Ahora quizás queda claro por qué nuestra atribulada compañera nos dice: “Por más evidencias que doy, la equivocación, en su mente, no tiene nada que ver con ellos. Es un imposible”. Y claro el asunto no es de explicaciones, evidencias, argumentaciones. Va por otro camino. Y para entenderlo, y sobre todo para intentar encontrarle una mejor solución a las situaciones que se crean, como diría un viejo cantante, Kino Morán, hay que tener psicología.
No siempre es analizando su derecho a tener la razón lo que al final le llevará a que se la den. No es siempre desde su derecho que la otra persona comprenderá su error. Usted puede esgrimir muchos argumentos, presentar muchas evidencias, y aún así no se salvará de la cantaleta: “¿Equivocado yo?”. Piense que habría otras formas de acercarse a entender y buscar solución a la situación. Dándole seguridad al inseguro podemos ayudar a la solución del problema, dándole valor a quien se subvalora podemos encontrar la solución, reforzando las perfecciones del imperfecto ayudamos a la solución. Estas son extensiones de la psicología que le aseguro mucho le ayudarán.

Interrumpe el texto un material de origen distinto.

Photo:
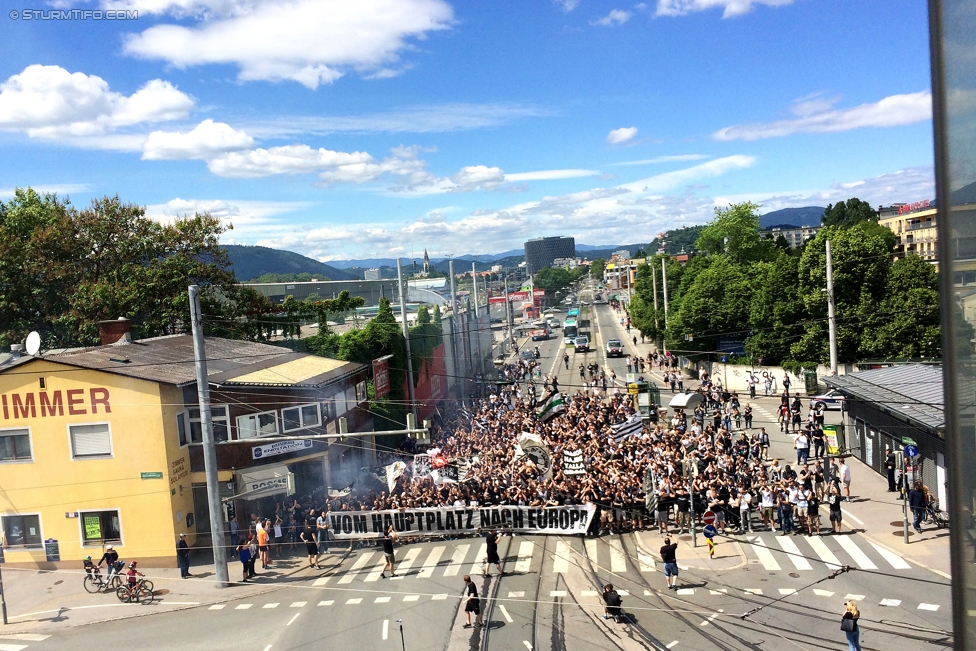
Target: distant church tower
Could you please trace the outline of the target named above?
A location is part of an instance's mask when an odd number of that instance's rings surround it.
[[[424,249],[424,276],[430,274],[430,256],[427,255],[427,249]]]

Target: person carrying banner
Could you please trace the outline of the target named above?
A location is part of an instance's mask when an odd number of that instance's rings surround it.
[[[678,543],[672,543],[671,538],[664,539],[664,545],[661,546],[661,562],[664,563],[664,578],[668,582],[668,590],[678,589],[677,549]]]
[[[397,532],[394,531],[393,525],[391,524],[386,533],[383,535],[383,557],[386,559],[386,565],[383,566],[383,571],[380,572],[381,578],[386,578],[386,570],[390,570],[390,576],[396,576],[396,572],[393,571],[393,564],[396,562],[396,554],[393,551],[393,543],[397,539]]]
[[[491,578],[491,565],[495,564],[498,569],[498,576],[504,576],[502,571],[502,559],[498,557],[498,543],[502,541],[502,535],[495,529],[485,534],[485,546],[488,548],[488,556],[485,559],[485,578]]]
[[[603,603],[606,604],[606,613],[603,615],[603,619],[612,617],[613,621],[618,624],[623,622],[623,610],[620,607],[623,600],[620,598],[620,593],[610,583],[603,586]]]
[[[481,599],[478,597],[478,588],[467,574],[464,575],[464,593],[467,595],[464,600],[464,628],[471,628],[471,613],[476,616],[475,624],[484,626],[484,620],[481,619]]]

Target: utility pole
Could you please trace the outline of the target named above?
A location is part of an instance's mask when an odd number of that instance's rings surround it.
[[[217,449],[214,447],[213,417],[210,413],[210,381],[207,377],[207,349],[203,339],[203,314],[200,287],[190,285],[190,322],[193,328],[193,358],[197,366],[197,398],[200,402],[200,429],[203,430],[203,469],[207,477],[207,506],[210,512],[210,539],[213,548],[214,576],[218,588],[230,585],[227,574],[227,548],[224,547],[224,516],[220,508],[217,483]]]
[[[661,283],[664,285],[664,327],[668,327],[668,268],[661,258]]]
[[[834,314],[834,258],[827,240],[827,327],[830,331],[830,374],[837,375],[837,316]]]
[[[474,285],[474,332],[475,339],[478,342],[478,372],[480,373],[483,369],[482,364],[485,362],[485,356],[481,352],[481,317],[478,316],[478,269],[474,262],[471,263],[471,283]],[[491,319],[489,318],[489,321]]]
[[[397,287],[400,290],[400,320],[403,322],[403,342],[407,349],[407,397],[410,399],[410,413],[417,417],[417,397],[413,388],[413,357],[410,354],[410,329],[407,327],[407,299],[403,291],[403,261],[397,258]]]
[[[512,302],[508,299],[508,276],[505,276],[505,326],[508,340],[512,340]]]
[[[654,292],[654,329],[657,330],[657,270],[653,265],[647,265],[651,270],[651,291]]]
[[[460,384],[460,380],[467,371],[465,360],[458,359],[457,328],[461,326],[461,310],[458,309],[457,284],[454,279],[454,260],[447,261],[447,271],[451,274],[451,354],[454,357],[454,381]],[[463,328],[461,328],[463,334]],[[465,369],[460,369],[460,364],[465,365]],[[461,386],[461,405],[464,405],[464,387]]]

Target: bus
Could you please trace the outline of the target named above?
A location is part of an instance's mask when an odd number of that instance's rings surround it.
[[[579,312],[580,312],[579,311],[579,308],[578,307],[574,307],[569,312],[566,313],[566,316],[572,317],[572,318],[575,319],[575,318],[579,317]]]
[[[563,337],[573,337],[575,339],[576,334],[576,319],[566,319],[566,321],[563,322]]]

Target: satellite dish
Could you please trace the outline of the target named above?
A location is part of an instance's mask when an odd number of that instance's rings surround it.
[[[37,334],[37,331],[27,335],[27,354],[36,355],[37,351],[41,349],[41,335]]]

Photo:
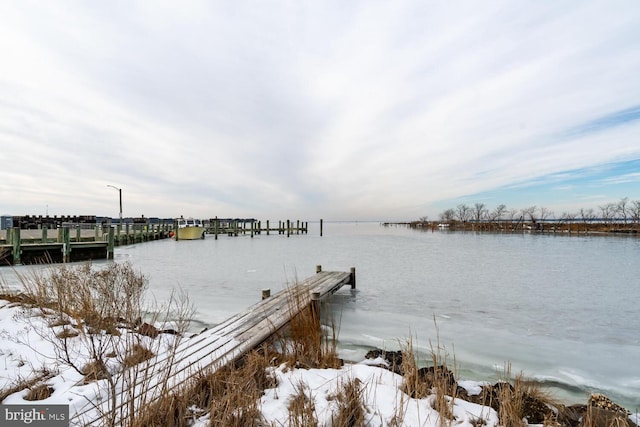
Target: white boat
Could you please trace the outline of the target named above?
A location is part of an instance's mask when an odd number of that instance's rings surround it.
[[[201,220],[180,217],[177,219],[177,222],[176,240],[204,239],[205,227]]]

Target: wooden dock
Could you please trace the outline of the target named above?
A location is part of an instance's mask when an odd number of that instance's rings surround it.
[[[142,395],[145,400],[127,400],[131,393],[125,390],[131,390],[132,385],[119,383],[115,397],[117,409],[113,413],[118,416],[126,415],[128,408],[137,408],[143,403],[148,405],[157,400],[161,393],[186,385],[198,372],[215,371],[235,362],[267,341],[310,304],[319,304],[344,285],[355,289],[354,268],[350,272],[330,272],[321,271],[318,266],[316,272],[314,276],[273,296],[265,295],[266,292],[263,291],[263,299],[245,311],[195,337],[183,338],[173,358],[168,359],[170,356],[163,354],[144,362],[144,366],[130,368],[139,372],[131,375],[136,379],[135,387],[140,391],[134,395],[137,396],[136,399],[142,399],[139,397]],[[165,382],[163,379],[166,380],[167,376],[163,373],[168,369],[171,370],[171,375],[169,381]],[[88,402],[83,409],[70,414],[72,424],[79,422],[85,426],[104,425],[107,407],[113,403]],[[118,420],[115,425],[119,425]]]
[[[54,230],[13,227],[0,233],[0,266],[113,259],[115,246],[165,239],[172,230],[173,222]]]
[[[322,223],[322,220],[320,220]],[[260,235],[265,233],[267,236],[271,233],[281,234],[289,237],[292,234],[308,234],[309,223],[306,221],[278,221],[278,226],[270,224],[269,220],[265,222],[263,226],[262,221],[256,219],[224,219],[224,218],[211,218],[206,221],[207,229],[205,233],[213,234],[217,239],[219,234],[226,234],[228,236],[238,235]]]

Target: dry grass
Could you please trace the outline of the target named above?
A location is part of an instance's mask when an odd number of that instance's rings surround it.
[[[57,266],[47,274],[36,271],[19,275],[23,293],[2,290],[0,297],[39,309],[49,326],[84,327],[87,333],[118,335],[142,315],[147,280],[130,264],[112,263],[105,269]]]
[[[413,349],[413,340],[407,340],[402,348],[401,372],[404,376],[402,391],[412,399],[422,399],[431,394],[429,384],[421,381],[418,373],[418,362]]]
[[[147,347],[141,344],[134,344],[127,352],[127,355],[124,357],[122,365],[125,368],[131,368],[138,363],[142,363],[145,360],[151,359],[153,356],[155,356],[155,354]]]
[[[258,407],[262,395],[265,368],[245,363],[238,369],[219,370],[211,379],[212,397],[209,403],[211,426],[260,426],[262,414]]]
[[[271,359],[271,353],[261,348],[231,366],[199,371],[184,388],[142,408],[131,426],[186,426],[206,413],[211,426],[260,426],[260,396],[277,385],[267,374]]]
[[[458,395],[458,383],[455,374],[449,367],[449,354],[444,346],[440,344],[439,332],[437,334],[436,347],[434,349],[431,344],[431,368],[423,370],[423,379],[435,392],[434,409],[440,414],[440,425],[450,424],[454,419],[453,405],[454,399]],[[453,370],[456,370],[455,359],[453,361]]]
[[[187,396],[183,393],[165,393],[152,405],[128,420],[130,427],[183,427],[192,418]]]
[[[363,386],[359,379],[351,379],[342,383],[336,395],[337,410],[331,417],[331,423],[337,427],[364,426],[365,406],[363,402]]]
[[[29,387],[29,391],[24,396],[24,400],[44,400],[53,394],[53,388],[46,383],[39,383],[33,387]]]
[[[291,321],[280,344],[289,365],[304,368],[342,366],[336,349],[335,321],[330,313],[325,317],[331,319],[331,336],[328,336],[322,331],[320,302],[312,303],[308,290],[301,285],[290,286],[287,293]]]
[[[111,378],[109,369],[102,360],[93,360],[82,368],[84,375],[84,383],[89,384],[93,381],[99,381]]]
[[[316,427],[318,417],[309,386],[304,382],[295,385],[296,394],[289,400],[289,427]]]
[[[63,328],[60,332],[56,333],[56,338],[59,340],[65,340],[69,338],[75,338],[80,335],[75,329],[72,328]]]
[[[528,381],[522,372],[511,380],[511,365],[506,364],[499,381],[493,387],[498,418],[504,427],[523,427],[527,424],[554,425],[557,415],[551,407],[558,407],[552,396],[540,385]],[[526,420],[526,421],[525,421]]]
[[[22,390],[31,390],[31,389],[37,388],[40,384],[44,384],[44,381],[51,378],[52,375],[53,374],[49,372],[47,369],[41,369],[35,372],[35,375],[33,378],[29,378],[29,379],[17,378],[15,381],[13,381],[12,385],[0,390],[0,403],[2,403],[4,399],[12,395],[13,393],[17,393]],[[33,400],[37,400],[37,399],[33,399]]]
[[[448,367],[448,353],[440,345],[431,345],[431,366],[418,368],[413,340],[407,340],[402,347],[402,391],[413,399],[432,397],[433,409],[440,414],[440,425],[445,426],[454,420],[453,404],[457,397],[457,382]]]

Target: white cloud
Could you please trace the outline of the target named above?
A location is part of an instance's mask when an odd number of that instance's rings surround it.
[[[112,214],[114,184],[130,215],[407,219],[637,159],[637,123],[562,135],[637,105],[638,18],[631,1],[3,3],[2,210]]]

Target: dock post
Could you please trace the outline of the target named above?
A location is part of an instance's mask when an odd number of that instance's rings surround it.
[[[320,237],[322,237],[322,218],[320,218]]]
[[[71,262],[71,230],[62,227],[62,262]]]
[[[322,266],[316,265],[316,274],[320,273],[321,271],[322,271]]]
[[[265,300],[271,296],[271,289],[262,290],[262,299]]]
[[[351,283],[351,289],[355,289],[356,288],[356,268],[355,267],[351,267],[351,279],[349,280],[349,282]]]
[[[98,224],[93,227],[93,231],[95,231],[95,237],[93,238],[93,240],[97,242],[98,240],[100,240],[100,229],[98,228]]]
[[[47,225],[42,227],[42,243],[47,243]]]
[[[290,233],[291,233],[291,221],[287,220],[287,237],[289,237]]]
[[[267,220],[267,236],[269,235],[269,220]]]
[[[216,215],[216,217],[213,219],[213,235],[214,240],[218,240],[218,231],[220,229],[220,221],[218,221],[218,216]]]
[[[311,293],[311,316],[314,324],[320,326],[320,292]]]
[[[251,238],[253,239],[253,229],[254,229],[254,223],[253,220],[251,221]]]
[[[82,240],[82,230],[80,229],[80,224],[76,224],[76,242],[80,242]]]
[[[9,229],[11,232],[11,244],[13,245],[13,263],[20,264],[20,246],[22,245],[22,239],[20,238],[20,228],[19,227],[11,227]],[[7,234],[8,236],[8,234]]]
[[[114,244],[114,236],[113,236],[113,227],[109,227],[109,237],[108,237],[108,242],[107,243],[107,259],[113,259],[113,247],[115,246]]]

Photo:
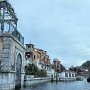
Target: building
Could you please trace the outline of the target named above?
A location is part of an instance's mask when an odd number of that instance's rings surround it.
[[[24,37],[17,30],[17,20],[12,5],[0,0],[0,90],[24,83]]]
[[[74,71],[66,70],[59,73],[60,80],[76,80],[77,73]]]
[[[33,44],[26,44],[26,65],[35,64],[39,69],[44,69],[47,71],[48,76],[51,76],[52,65],[50,62],[49,55],[47,51],[35,48]]]
[[[26,44],[25,58],[26,65],[34,63],[39,69],[48,69],[48,66],[51,65],[47,52],[35,48],[33,44]]]
[[[60,69],[60,60],[57,59],[57,58],[55,58],[55,59],[53,60],[52,67],[53,67],[53,69],[54,69],[56,72],[60,73],[60,72],[61,72],[61,69]]]

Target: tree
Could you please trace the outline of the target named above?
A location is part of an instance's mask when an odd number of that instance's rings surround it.
[[[25,66],[26,75],[35,75],[38,71],[38,67],[34,64],[28,64],[28,66]]]
[[[60,64],[60,67],[61,67],[61,72],[66,70],[66,68],[62,64]]]
[[[36,73],[36,77],[47,77],[47,72],[46,70],[39,70],[37,73]]]
[[[90,71],[90,61],[86,61],[81,65],[81,67]]]
[[[26,75],[34,75],[35,77],[46,77],[47,72],[46,70],[39,70],[39,68],[34,64],[28,64],[28,66],[25,67]]]

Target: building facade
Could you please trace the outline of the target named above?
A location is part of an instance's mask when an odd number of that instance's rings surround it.
[[[59,73],[60,80],[76,80],[77,73],[74,71],[66,70]]]
[[[47,75],[51,76],[52,74],[52,65],[50,62],[49,55],[47,52],[35,48],[33,44],[26,44],[26,65],[28,64],[35,64],[39,69],[44,69],[47,71]]]
[[[57,58],[53,59],[52,67],[56,72],[60,73],[61,72],[60,60]]]
[[[39,69],[45,69],[44,65],[49,61],[46,51],[35,48],[33,44],[26,44],[25,57],[26,65],[34,63]]]

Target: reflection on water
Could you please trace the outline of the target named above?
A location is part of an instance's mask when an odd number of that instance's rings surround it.
[[[34,85],[19,90],[90,90],[90,83],[84,81],[73,81],[73,82],[54,82],[54,83],[43,83]]]

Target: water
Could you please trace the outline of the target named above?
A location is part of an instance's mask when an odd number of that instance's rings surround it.
[[[34,85],[19,90],[90,90],[90,83],[84,81],[73,81],[73,82],[54,82],[54,83],[43,83]]]

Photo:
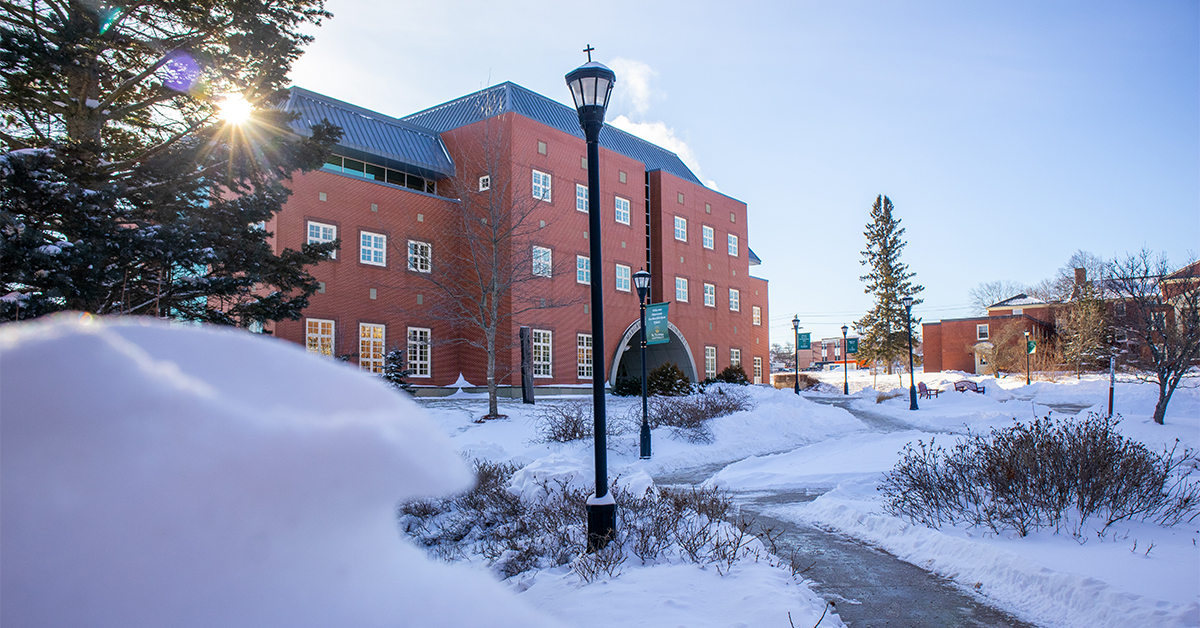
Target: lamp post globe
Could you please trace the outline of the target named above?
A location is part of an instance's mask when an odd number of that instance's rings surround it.
[[[608,491],[608,440],[604,405],[604,263],[600,237],[600,130],[604,112],[617,75],[602,63],[592,61],[593,48],[585,52],[588,62],[567,73],[567,87],[579,114],[579,127],[587,142],[588,230],[592,270],[592,419],[595,428],[596,492],[587,500],[588,550],[608,544],[617,530],[617,503]]]
[[[842,394],[850,394],[850,354],[849,345],[846,343],[846,332],[850,331],[849,327],[842,325]]]
[[[913,298],[904,297],[904,330],[908,332],[908,409],[917,409],[917,386],[913,383],[912,306]]]
[[[646,299],[650,296],[650,273],[644,269],[633,274],[633,286],[637,288],[638,310],[641,316],[642,341],[642,433],[641,458],[650,457],[650,419],[646,407]]]
[[[796,332],[796,344],[792,345],[792,366],[796,369],[796,394],[800,394],[800,317],[792,317],[792,329]]]

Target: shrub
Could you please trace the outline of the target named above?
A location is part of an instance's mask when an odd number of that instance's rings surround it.
[[[535,416],[539,442],[569,443],[595,436],[591,400],[571,399],[543,403],[538,406]],[[617,417],[609,418],[604,427],[609,436],[624,434],[629,429],[628,423]]]
[[[738,384],[741,386],[750,383],[750,378],[746,377],[746,371],[742,369],[741,364],[730,364],[721,369],[721,372],[717,373],[716,380],[726,384]]]
[[[667,362],[650,371],[646,377],[646,389],[650,395],[677,397],[692,392],[692,383],[674,362]],[[640,387],[638,393],[641,393]]]
[[[887,509],[930,527],[994,532],[1053,527],[1076,538],[1090,519],[1103,534],[1117,521],[1174,525],[1200,514],[1195,451],[1161,454],[1117,431],[1119,419],[1038,419],[988,435],[968,434],[947,451],[918,441],[880,485]]]
[[[507,490],[517,467],[475,462],[473,489],[450,499],[402,503],[401,529],[427,551],[446,560],[482,556],[502,578],[536,568],[570,564],[585,582],[620,575],[635,558],[642,563],[687,561],[712,564],[720,573],[744,559],[772,558],[751,534],[754,521],[726,523],[732,500],[716,488],[659,488],[633,495],[614,482],[617,532],[601,551],[585,553],[587,517],[581,504],[589,491],[546,481],[537,496],[523,500]],[[760,531],[774,547],[778,535]]]
[[[641,395],[642,378],[625,375],[617,377],[617,383],[613,384],[612,394],[616,397],[637,397]]]
[[[686,397],[651,397],[647,420],[651,428],[670,427],[675,437],[692,443],[712,441],[708,422],[734,412],[753,407],[750,395],[741,390],[710,388],[707,392]],[[641,416],[641,408],[632,408]]]
[[[821,380],[809,375],[808,373],[800,374],[800,390],[808,390],[809,388],[812,388],[820,383]]]

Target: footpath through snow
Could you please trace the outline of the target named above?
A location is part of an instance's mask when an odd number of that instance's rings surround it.
[[[826,377],[831,377],[826,375]],[[931,387],[950,389],[962,374],[923,376]],[[841,374],[836,374],[841,383]],[[978,378],[973,378],[978,379]],[[832,378],[831,378],[832,381]],[[1097,627],[1200,625],[1200,520],[1171,528],[1119,522],[1103,536],[1075,540],[1068,534],[1033,532],[1027,537],[946,526],[932,530],[883,512],[876,488],[883,472],[908,442],[936,439],[950,445],[969,428],[987,432],[1051,413],[1049,405],[1092,406],[1107,411],[1108,382],[1100,377],[1058,383],[1024,378],[983,380],[986,393],[944,392],[909,410],[906,394],[876,403],[869,376],[852,379],[854,407],[902,421],[908,432],[835,437],[791,452],[748,458],[710,482],[735,490],[828,490],[808,503],[766,511],[866,541],[924,569],[985,595],[995,605],[1043,626]],[[907,382],[906,382],[907,383]],[[900,391],[896,391],[900,392]],[[907,392],[907,391],[903,391]],[[1116,411],[1122,433],[1152,450],[1200,447],[1200,394],[1180,389],[1165,426],[1149,420],[1156,399],[1150,384],[1118,382]],[[936,432],[936,433],[935,433]]]

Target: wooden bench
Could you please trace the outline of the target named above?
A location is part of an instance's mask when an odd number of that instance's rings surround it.
[[[969,390],[971,392],[977,392],[982,395],[983,389],[984,389],[983,386],[976,385],[975,382],[973,382],[969,379],[964,379],[964,380],[954,382],[954,390],[957,390],[958,392],[965,392],[965,391]]]
[[[927,388],[925,382],[917,382],[917,396],[921,399],[933,399],[942,394],[939,388]]]

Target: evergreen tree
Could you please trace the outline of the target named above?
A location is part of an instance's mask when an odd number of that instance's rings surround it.
[[[1108,308],[1093,282],[1076,288],[1076,297],[1056,317],[1058,348],[1063,360],[1075,368],[1076,376],[1086,370],[1108,368]]]
[[[860,279],[866,283],[864,292],[874,295],[875,306],[856,323],[863,329],[858,341],[859,359],[882,362],[889,373],[897,360],[907,360],[908,356],[908,327],[902,299],[914,297],[915,307],[921,303],[916,295],[925,289],[910,281],[916,273],[909,272],[908,265],[900,261],[900,253],[907,242],[901,239],[904,228],[900,226],[900,220],[892,216],[892,209],[891,199],[886,196],[876,198],[871,207],[871,222],[863,232],[867,250],[862,252],[862,264],[871,270]],[[911,321],[913,342],[919,338],[920,323],[920,318]]]
[[[297,318],[336,245],[276,253],[263,225],[340,131],[296,139],[272,105],[321,0],[0,6],[0,320]]]
[[[380,377],[388,383],[389,386],[397,390],[412,392],[412,383],[406,378],[412,375],[412,371],[406,366],[408,360],[408,352],[403,349],[392,349],[383,356],[383,372]]]

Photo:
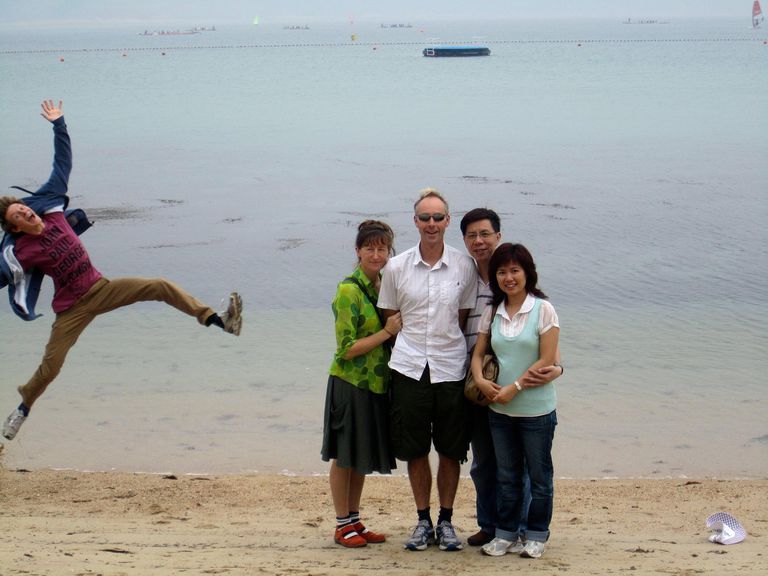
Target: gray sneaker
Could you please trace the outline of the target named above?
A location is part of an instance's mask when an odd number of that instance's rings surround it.
[[[408,538],[405,543],[406,550],[426,550],[427,546],[434,544],[435,533],[432,530],[432,525],[429,520],[419,520],[416,524],[416,528],[413,529],[413,534]]]
[[[221,320],[224,322],[224,332],[240,336],[240,329],[243,325],[243,318],[240,315],[243,311],[243,299],[240,294],[232,292],[229,295],[229,306],[227,311],[221,313]]]
[[[21,409],[14,409],[14,411],[8,415],[8,418],[5,419],[5,423],[3,424],[3,437],[6,440],[13,440],[16,438],[19,428],[21,428],[21,425],[24,424],[24,420],[26,419],[27,417]]]
[[[453,552],[454,550],[461,550],[464,548],[464,544],[462,544],[459,537],[456,536],[456,530],[453,529],[453,524],[448,522],[448,520],[440,522],[437,525],[435,533],[437,535],[437,543],[440,545],[440,550]]]

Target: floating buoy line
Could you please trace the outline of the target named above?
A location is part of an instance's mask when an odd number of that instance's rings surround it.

Avanzar en el “modelo psicológico” de análisis de las causas suele ser muy productivo en muchas condiciones de nuestra vida. Recordando siempre que todos los secretos de la conducta humana no los puede descubrir la psicología. Sobre todo, porque no son todos de carácter psicológico. Lo que parece estar claro es que, para afrontar productivamente, para favorecer el cambio de otra persona, no siempre vale centrarse solamente en el análisis de “derechos”, o en análisis de “evidencias”. Hay que contar con la psicología, hay que llegar al menos a una comprensión primaria de la realidad psicológica que subyace a una actitud manifiesta, al comportamiento que se muestra. Usted dirá: “Pero yo no soy psicóloga, yo no soy psicólogo…” Y yo le comento que, no ser psicólogo no quiere decir que no tengamos conocimientos de psicología que podamos aplicar en nuestra vida cotidiana. Le aseguro que ¡Vale la pena!